De plus, les étudiants qui abandonnent leurs études pour joindre les deux bouts finissent souvent par travailler dans des vignobles où l’on pulvérise des pesticides chimiques, dans des fours à briques ou encore comme découpeurs de canne à sucre. « Ces tâches relèvent de l’exploitation et exigent beaucoup de travail physique, ce qui les pousse souvent à se tourner vers l’alcool pour trouver un soulagement », ajoute-t-elle.

Une étude menée dans le district de Kodagu, dans l’État du Karnataka (Sud de l’Inde), a révélé que 4 à 6 mois après les inondations, 15,80 % des victimes ont déclaré avoir consommé de l’alcool ou de la drogue. Sur les 171 personnes interrogées, 66,7 % ont fait état de symptômes psychiatriques.

Par ailleurs, Mme Kamble a également constaté de nombreux cas de violence domestique causés par un alcoolisme endémique. Selon elle, les conséquences de genre du changement climatique sont beaucoup plus brutales. « Si une fille a arrêté le sport et qu’elle reste à la maison, ne serait-ce qu’un an, on la marie », explique Mme Kamble. « On ne donne pas la moindre chance aux filles ».

Accumulation de dettes et détérioration de la santé mentale

Le plus grand défi pour Mme Patil réside dans le remboursement de son prêt, qu’elle avait contracté auprès d’une banque à un taux d’intérêt de 9 %. Souvent, la seule inquiétude liée à l’endettement fait dérailler les performances de plusieurs athlètes, comme l’explique M. Jambhale : « Pendant pas moins de trois mois après une inondation, aucun de mes étudiants n’est capable de se concentrer. » Bien qu’ils n’aient pas les moyens de s’entraîner comme des athlètes d’élite, il devient difficile de gérer ne serait-ce que deux heures d’entraînement.

Cette situation a engendré une augmentation du sentiment d’impuissance et l’irritabilité au sein de la population la plus jeune du village. Cependant, l’accès aux soins de santé mentale est un travail de longue haleine. Il n’y a que 764 hôpitaux publics au niveau des districts pour les 833 millions de personnes qui vivent dans des villages en Inde. Une étude publiée dans la revue indienne de psychiatrie (Indian Journal of Psychiatry) a révélé qu’en 2019, l’Inde comptait 9.000 psychiatres et 1.000 psychologues pour une population de 1,3 milliard d’habitants.
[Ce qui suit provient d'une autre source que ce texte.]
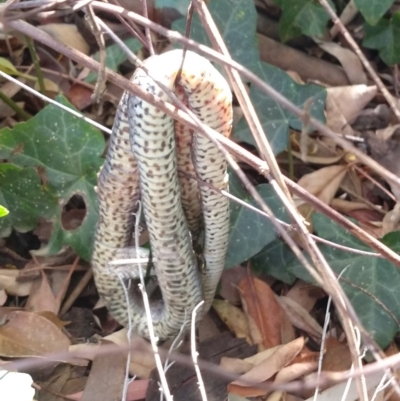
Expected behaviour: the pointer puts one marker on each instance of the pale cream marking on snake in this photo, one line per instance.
(146, 149)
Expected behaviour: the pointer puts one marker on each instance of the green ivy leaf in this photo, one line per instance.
(373, 10)
(115, 56)
(372, 284)
(68, 150)
(237, 22)
(271, 259)
(3, 211)
(306, 17)
(22, 192)
(179, 5)
(384, 37)
(250, 232)
(274, 118)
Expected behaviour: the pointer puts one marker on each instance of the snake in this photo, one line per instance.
(153, 158)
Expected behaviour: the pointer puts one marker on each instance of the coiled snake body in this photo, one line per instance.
(146, 150)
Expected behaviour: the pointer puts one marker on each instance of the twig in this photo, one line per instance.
(146, 29)
(98, 34)
(215, 56)
(353, 44)
(20, 25)
(195, 353)
(77, 290)
(36, 63)
(61, 106)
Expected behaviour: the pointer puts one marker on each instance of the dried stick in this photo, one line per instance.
(353, 44)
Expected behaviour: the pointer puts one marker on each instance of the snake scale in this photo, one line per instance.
(146, 151)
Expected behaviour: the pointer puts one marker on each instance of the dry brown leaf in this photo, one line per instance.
(9, 283)
(102, 385)
(337, 356)
(300, 318)
(234, 318)
(142, 357)
(67, 34)
(80, 96)
(344, 103)
(230, 280)
(260, 305)
(349, 61)
(260, 356)
(322, 183)
(266, 369)
(235, 365)
(29, 334)
(317, 159)
(295, 371)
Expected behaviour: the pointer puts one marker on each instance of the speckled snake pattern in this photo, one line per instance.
(147, 150)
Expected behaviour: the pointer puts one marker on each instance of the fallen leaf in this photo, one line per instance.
(10, 284)
(234, 318)
(27, 334)
(235, 365)
(260, 305)
(102, 385)
(345, 206)
(300, 318)
(322, 183)
(142, 357)
(247, 384)
(80, 96)
(295, 371)
(337, 356)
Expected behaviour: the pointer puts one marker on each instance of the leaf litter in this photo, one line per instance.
(276, 317)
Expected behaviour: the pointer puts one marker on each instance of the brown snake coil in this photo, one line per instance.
(147, 147)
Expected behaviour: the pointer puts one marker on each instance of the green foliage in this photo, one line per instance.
(3, 211)
(373, 10)
(115, 56)
(236, 20)
(67, 152)
(384, 37)
(275, 119)
(250, 232)
(371, 283)
(306, 17)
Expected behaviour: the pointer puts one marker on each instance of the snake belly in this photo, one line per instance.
(147, 147)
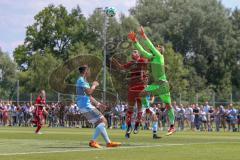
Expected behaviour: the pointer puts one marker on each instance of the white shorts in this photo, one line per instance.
(91, 113)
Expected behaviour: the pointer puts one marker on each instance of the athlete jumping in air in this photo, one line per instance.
(160, 86)
(40, 104)
(138, 81)
(91, 113)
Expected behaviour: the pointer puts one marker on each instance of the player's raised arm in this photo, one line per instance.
(144, 53)
(148, 42)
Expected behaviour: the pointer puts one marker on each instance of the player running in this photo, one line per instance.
(91, 113)
(160, 86)
(40, 104)
(138, 81)
(148, 110)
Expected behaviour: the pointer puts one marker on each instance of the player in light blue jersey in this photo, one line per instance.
(86, 102)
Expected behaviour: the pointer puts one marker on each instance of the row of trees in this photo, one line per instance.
(201, 37)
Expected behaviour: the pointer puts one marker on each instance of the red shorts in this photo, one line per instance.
(134, 94)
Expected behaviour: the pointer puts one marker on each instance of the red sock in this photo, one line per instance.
(139, 117)
(129, 118)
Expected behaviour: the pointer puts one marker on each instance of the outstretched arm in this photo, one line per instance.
(148, 42)
(144, 53)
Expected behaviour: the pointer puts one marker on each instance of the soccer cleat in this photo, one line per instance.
(171, 130)
(94, 144)
(128, 132)
(113, 144)
(155, 136)
(127, 135)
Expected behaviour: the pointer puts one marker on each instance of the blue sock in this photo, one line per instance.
(103, 131)
(155, 126)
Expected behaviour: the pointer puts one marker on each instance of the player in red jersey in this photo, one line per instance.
(40, 104)
(138, 81)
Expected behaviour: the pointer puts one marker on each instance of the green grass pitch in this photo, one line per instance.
(72, 144)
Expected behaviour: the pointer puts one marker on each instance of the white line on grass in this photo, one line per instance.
(102, 149)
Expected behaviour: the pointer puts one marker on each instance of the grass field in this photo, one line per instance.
(72, 144)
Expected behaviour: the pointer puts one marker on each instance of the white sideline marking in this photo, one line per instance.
(103, 149)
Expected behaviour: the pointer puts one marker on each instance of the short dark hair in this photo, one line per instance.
(82, 69)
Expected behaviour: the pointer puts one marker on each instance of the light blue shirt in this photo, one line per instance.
(83, 100)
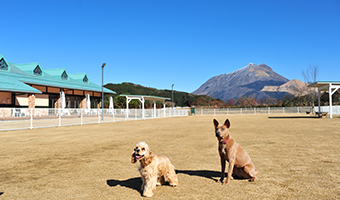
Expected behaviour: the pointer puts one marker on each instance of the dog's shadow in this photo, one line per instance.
(213, 175)
(132, 183)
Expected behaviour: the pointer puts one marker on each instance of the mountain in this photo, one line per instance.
(294, 87)
(247, 81)
(180, 98)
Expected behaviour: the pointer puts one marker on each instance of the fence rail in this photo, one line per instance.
(253, 111)
(25, 118)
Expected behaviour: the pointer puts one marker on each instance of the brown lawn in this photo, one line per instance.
(297, 158)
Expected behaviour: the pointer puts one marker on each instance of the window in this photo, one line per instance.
(3, 65)
(37, 71)
(64, 76)
(85, 79)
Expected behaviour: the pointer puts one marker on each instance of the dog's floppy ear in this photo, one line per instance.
(133, 158)
(147, 160)
(215, 123)
(227, 123)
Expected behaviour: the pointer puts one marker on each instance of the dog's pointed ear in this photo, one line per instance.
(133, 158)
(215, 123)
(227, 123)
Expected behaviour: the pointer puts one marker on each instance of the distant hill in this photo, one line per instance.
(294, 87)
(180, 98)
(247, 81)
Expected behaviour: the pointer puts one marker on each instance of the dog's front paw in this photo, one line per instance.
(147, 194)
(226, 183)
(220, 181)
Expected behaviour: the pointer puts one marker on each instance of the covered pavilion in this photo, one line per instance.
(142, 99)
(30, 85)
(327, 86)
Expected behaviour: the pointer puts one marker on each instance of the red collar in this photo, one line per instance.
(225, 142)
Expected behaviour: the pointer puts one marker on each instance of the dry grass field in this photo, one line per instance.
(297, 158)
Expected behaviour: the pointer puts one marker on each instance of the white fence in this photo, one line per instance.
(254, 111)
(24, 118)
(323, 109)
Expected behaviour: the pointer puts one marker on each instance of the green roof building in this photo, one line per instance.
(29, 85)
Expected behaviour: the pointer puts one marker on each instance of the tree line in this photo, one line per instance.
(184, 99)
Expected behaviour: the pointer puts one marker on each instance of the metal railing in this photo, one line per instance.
(29, 118)
(253, 111)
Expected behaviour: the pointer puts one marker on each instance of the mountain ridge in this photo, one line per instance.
(240, 82)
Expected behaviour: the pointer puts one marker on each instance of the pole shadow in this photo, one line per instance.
(295, 117)
(132, 183)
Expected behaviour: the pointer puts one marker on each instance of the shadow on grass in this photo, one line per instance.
(213, 175)
(295, 117)
(132, 183)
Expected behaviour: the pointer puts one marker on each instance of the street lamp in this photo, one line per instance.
(103, 90)
(172, 96)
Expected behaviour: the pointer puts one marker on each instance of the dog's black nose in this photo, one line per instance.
(217, 133)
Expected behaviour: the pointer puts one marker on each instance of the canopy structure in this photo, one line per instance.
(142, 99)
(331, 87)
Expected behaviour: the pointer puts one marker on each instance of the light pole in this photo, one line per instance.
(103, 90)
(172, 97)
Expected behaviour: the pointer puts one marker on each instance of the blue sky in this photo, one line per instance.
(157, 43)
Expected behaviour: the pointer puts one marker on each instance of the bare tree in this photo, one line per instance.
(310, 76)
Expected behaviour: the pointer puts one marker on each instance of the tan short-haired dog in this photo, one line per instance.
(155, 169)
(240, 163)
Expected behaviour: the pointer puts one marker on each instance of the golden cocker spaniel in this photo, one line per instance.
(155, 169)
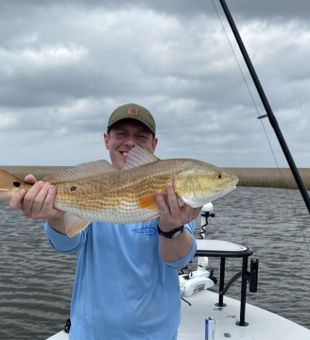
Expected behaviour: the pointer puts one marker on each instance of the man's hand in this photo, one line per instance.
(38, 201)
(173, 214)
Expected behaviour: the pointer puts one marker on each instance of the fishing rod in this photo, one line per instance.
(269, 113)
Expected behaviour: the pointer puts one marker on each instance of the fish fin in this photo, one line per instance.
(148, 201)
(81, 171)
(138, 156)
(9, 184)
(74, 224)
Le rapport indique en outre qu’il faudra encore 171 ans à l’Inde pour atteindre un nombre suffisant de psychiatres.

Dans son dernier rapport, le Groupe d’experts intergouvernemental sur l’évolution du climat (GIEC) des Nations unies a déclaré que :

« Le changement climatique a eu des effets néfastes sur la santé physique humaine à l’échelle mondiale et sur la santé mentale dans les régions étudiées. Il contribue aux crises humanitaires où les risques climatiques interagissent avec une grande vulnérabilité. »
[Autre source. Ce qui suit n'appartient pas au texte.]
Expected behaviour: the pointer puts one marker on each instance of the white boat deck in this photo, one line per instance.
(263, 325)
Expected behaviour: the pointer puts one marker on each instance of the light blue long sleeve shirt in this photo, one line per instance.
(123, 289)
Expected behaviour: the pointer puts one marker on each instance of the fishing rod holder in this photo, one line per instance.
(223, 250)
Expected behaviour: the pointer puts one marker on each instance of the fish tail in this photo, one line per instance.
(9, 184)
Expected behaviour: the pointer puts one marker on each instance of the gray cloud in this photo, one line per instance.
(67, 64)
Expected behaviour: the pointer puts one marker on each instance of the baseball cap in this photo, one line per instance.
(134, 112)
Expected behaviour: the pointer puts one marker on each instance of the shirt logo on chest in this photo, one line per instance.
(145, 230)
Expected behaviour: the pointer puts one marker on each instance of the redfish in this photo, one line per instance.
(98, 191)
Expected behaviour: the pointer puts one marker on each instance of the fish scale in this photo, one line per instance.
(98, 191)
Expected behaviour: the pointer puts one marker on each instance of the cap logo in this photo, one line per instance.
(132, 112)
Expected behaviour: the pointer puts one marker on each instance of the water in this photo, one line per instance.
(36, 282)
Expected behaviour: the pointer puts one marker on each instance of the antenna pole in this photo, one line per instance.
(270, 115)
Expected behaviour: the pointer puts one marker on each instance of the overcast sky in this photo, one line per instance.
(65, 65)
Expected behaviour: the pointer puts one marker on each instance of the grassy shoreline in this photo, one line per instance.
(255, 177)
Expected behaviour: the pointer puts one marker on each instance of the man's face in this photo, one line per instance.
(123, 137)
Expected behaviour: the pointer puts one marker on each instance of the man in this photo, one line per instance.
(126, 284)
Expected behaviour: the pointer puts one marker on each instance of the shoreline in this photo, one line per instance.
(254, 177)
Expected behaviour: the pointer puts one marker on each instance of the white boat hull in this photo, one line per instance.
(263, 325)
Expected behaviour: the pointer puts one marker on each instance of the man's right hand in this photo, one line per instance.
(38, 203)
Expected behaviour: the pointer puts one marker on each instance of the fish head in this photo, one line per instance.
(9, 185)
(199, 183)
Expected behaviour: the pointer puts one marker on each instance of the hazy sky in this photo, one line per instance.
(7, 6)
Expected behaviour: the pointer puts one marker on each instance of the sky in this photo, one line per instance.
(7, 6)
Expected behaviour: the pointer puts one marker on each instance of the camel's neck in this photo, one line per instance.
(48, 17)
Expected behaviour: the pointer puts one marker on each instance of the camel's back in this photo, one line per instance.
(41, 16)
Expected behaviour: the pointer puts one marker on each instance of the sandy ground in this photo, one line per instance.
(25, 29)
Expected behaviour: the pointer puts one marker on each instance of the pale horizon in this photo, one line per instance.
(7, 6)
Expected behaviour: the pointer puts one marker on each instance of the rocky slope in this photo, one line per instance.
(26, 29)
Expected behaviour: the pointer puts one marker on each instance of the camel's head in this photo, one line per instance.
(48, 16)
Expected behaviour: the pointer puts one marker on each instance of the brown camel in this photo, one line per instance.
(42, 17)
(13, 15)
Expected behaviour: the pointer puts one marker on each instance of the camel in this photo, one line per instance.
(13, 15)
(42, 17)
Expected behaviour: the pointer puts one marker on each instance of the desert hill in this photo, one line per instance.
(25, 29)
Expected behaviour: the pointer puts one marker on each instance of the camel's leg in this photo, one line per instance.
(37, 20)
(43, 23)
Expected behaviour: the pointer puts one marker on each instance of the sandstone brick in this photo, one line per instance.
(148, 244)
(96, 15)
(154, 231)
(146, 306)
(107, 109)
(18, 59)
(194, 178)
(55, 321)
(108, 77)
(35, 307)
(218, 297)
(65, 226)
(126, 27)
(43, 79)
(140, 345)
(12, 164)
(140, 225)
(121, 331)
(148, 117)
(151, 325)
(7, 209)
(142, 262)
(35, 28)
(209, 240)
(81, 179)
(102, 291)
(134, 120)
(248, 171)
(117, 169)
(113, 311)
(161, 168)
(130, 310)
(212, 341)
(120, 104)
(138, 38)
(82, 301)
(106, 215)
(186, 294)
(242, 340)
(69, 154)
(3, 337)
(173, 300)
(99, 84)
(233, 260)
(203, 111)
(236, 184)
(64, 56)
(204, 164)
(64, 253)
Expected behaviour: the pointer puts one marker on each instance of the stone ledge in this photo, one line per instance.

Malgré les vagues de chaleur, les inondations, les tempêtes de grêle et les pluies irrégulières, toutes survenues au cours des cinq dernières années, Vijay, 62 ans, le père de Mme Patil, l’a toujours soutenue. « Mais comment pouvais-je leur demander de financer mes entraînements et mon régime alimentaire alors que toute notre famille était endettée », s’interroge-t-elle. « Il en allait de ma responsabilité morale d’aider la famille et j’ai donc abandonné », déclare Mme Patil, sa ceinture noire dans les mains.
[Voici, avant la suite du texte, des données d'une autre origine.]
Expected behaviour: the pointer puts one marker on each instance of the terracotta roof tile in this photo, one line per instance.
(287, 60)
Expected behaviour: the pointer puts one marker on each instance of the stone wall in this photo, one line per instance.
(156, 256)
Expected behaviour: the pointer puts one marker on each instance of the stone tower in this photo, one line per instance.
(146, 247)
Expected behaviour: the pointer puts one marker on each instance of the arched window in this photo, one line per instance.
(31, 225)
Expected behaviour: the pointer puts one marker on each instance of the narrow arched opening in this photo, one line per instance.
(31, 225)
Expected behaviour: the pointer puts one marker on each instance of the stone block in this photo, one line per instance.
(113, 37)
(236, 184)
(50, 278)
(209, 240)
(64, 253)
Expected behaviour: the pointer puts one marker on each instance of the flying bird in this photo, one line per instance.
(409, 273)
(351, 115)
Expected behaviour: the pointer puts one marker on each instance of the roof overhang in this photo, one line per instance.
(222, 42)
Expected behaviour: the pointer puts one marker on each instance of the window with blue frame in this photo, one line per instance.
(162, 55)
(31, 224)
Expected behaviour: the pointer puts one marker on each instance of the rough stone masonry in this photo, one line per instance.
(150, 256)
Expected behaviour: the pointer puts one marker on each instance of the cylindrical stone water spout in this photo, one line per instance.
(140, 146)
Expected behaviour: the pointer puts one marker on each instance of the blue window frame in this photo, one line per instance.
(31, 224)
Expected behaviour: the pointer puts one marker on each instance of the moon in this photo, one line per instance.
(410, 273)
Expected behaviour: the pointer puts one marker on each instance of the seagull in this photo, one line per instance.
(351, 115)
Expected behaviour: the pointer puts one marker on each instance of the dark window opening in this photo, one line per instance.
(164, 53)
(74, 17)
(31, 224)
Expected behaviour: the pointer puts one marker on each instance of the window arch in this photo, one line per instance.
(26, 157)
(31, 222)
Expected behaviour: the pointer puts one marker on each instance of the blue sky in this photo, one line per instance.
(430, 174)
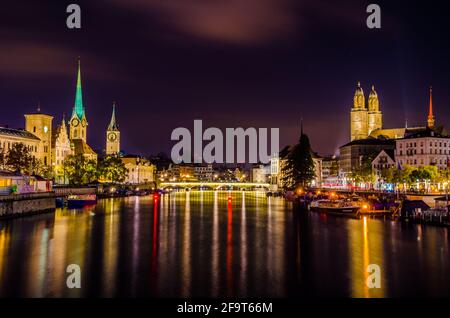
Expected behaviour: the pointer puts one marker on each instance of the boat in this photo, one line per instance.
(80, 201)
(340, 207)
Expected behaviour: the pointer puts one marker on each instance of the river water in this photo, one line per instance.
(218, 244)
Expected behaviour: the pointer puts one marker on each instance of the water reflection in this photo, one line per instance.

Son jeune frère, Ketan, âgé de 17 ans, lui a emboîté le pas et abandonné le taekwondo après cinq années d’entraînement. « Nous étions les premiers dans notre famille à apprendre un sport de manière formelle. Cette perte est très personnelle », déclare Ketan.

Tous deux sont reconnaissants envers leur père de les avoir aidés à progresser dans la pratique d’un sport, ce qui est souvent découragé dans de nombreux villages indiens. « Aujourd’hui encore, il me demande de reprendre l’entraînement au taekwondo », déclare-t-elle.

Néanmoins, pour Mme Patil, son frère, M. Gaikwad et des milliers d’autres sportifs ruraux, la possibilité de devenir des athlètes est en train de disparaître rapidement et dépend de la pluie. « Autrefois, j’aimais la pluie, mais aujourd’hui, chaque averse me rappelle l’inondation », déclare Mme Patil.

Cet article a été traduit de l'anglais.